I am a psychotherapist, art therapist and couples therapist who approaches therapy with an understanding that getting inspired by an idea or material can open the possibility for creativity, growth and change. I have seen how trauma, grief, life experiences and personalities are pathologized and categorized, which can tarnish the ability to see patients holistically, as individuals rather than a series of symptoms or diagnostic criteria. While I am an expert in psychotherapy and couples therapy, I believe my patients are experts in their own right. By building strong, compassionate trust, my patients and I work together to learn what is important to them, and what tools might be most effective in creating the kind of life they want.
After undergraduate study at Washington University and working as a teacher, I completed a Master’s degree in Art Therapy at Pratt Institute, where I continue to be involved through both teaching and supervision. Before joining Tribeca Therapy, I worked in schools and medical settings where I treated individuals, parents, families, children and teens dealing with complex medical conditions, including people with pediatric and adult cancers, non-compliant teens with chronic conditions, and parents with preterm babies and children with developmental challenges. I also provided bereavement counseling for families and helped families facing significant medical challenges and loss.
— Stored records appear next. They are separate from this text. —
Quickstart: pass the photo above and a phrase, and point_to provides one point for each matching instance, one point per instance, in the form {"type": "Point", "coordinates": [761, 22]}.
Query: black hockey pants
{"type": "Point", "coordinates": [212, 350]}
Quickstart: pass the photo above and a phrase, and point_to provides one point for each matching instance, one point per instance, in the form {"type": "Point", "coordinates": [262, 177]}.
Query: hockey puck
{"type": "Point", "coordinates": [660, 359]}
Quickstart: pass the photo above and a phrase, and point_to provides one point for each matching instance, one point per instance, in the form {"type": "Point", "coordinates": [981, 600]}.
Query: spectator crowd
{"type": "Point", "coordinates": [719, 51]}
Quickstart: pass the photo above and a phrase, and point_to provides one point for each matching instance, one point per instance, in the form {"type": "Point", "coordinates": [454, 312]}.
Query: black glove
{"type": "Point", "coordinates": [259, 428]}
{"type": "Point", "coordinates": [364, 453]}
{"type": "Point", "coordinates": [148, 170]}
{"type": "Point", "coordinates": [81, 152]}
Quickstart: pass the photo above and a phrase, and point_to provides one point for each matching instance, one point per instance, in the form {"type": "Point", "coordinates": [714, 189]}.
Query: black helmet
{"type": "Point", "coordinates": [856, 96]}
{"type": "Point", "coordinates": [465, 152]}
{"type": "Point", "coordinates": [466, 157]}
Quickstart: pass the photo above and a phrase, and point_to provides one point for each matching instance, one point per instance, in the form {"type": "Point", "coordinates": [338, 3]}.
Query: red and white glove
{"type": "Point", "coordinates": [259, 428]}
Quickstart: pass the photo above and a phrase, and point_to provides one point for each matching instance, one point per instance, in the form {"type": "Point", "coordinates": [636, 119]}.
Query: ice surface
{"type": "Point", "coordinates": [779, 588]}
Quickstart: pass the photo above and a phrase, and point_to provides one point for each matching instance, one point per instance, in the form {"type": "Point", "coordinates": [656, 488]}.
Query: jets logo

I am trained in object relations, which suggests that how we’re treated by parents becomes an expectation of how others treat us, and attachment theory, which emphasizes how our earliest interactions with parents impacts how children (and later, adults) relate in the world and impacts how couples develop in relationships. These early experiences inform our present, leading us to similar relationships, friendships and situations. I also bring in my training with Cognitive Behavioral Therapy, motivational interviewing and positive psychology. Rather than applying these in an “off-the-shelf” manner, I understand these, as with any therapeutic techniques, as tools I can use with specific consideration for each patient’s unique needs.
Art making is another powerful way to draw out engagement and can easily go hand-in-hand with talk therapy. Many adults, especially, find art making intimidating. As a potter, I experienced this myself since when I began working with clay, I felt I had no aptitude with it. Eventually, as I kept working, something clicked and it has been my chosen medium ever since. I bring this attitude into my approach to therapy, knowing that trying something new, whether a new material or art itself, can be a chance to gain new perspective and insight.
Through my career, I have had the opportunity to help patients from diverse cultural backgrounds. I take to heart that our identities, including race, gender, sexuality, ethnicity, class, and power, affect our relationships, careers, everyday experiences and therefore, our emotional well-being. What we look like, where we’re from, our culture, gender expression, and sexual identity affect how we’re treated in smaller interactions with individuals and in bigger ways in school, work and healthcare. Messages from our families, communities and politicians about these parts of who we are can shape and limit how we see ourselves and the possibilities available to us. I am thrilled to be part of a community of therapists at Tribeca Therapy who are committed to continued growth and development, as well as conscious of the impact culture plays on our personal lives.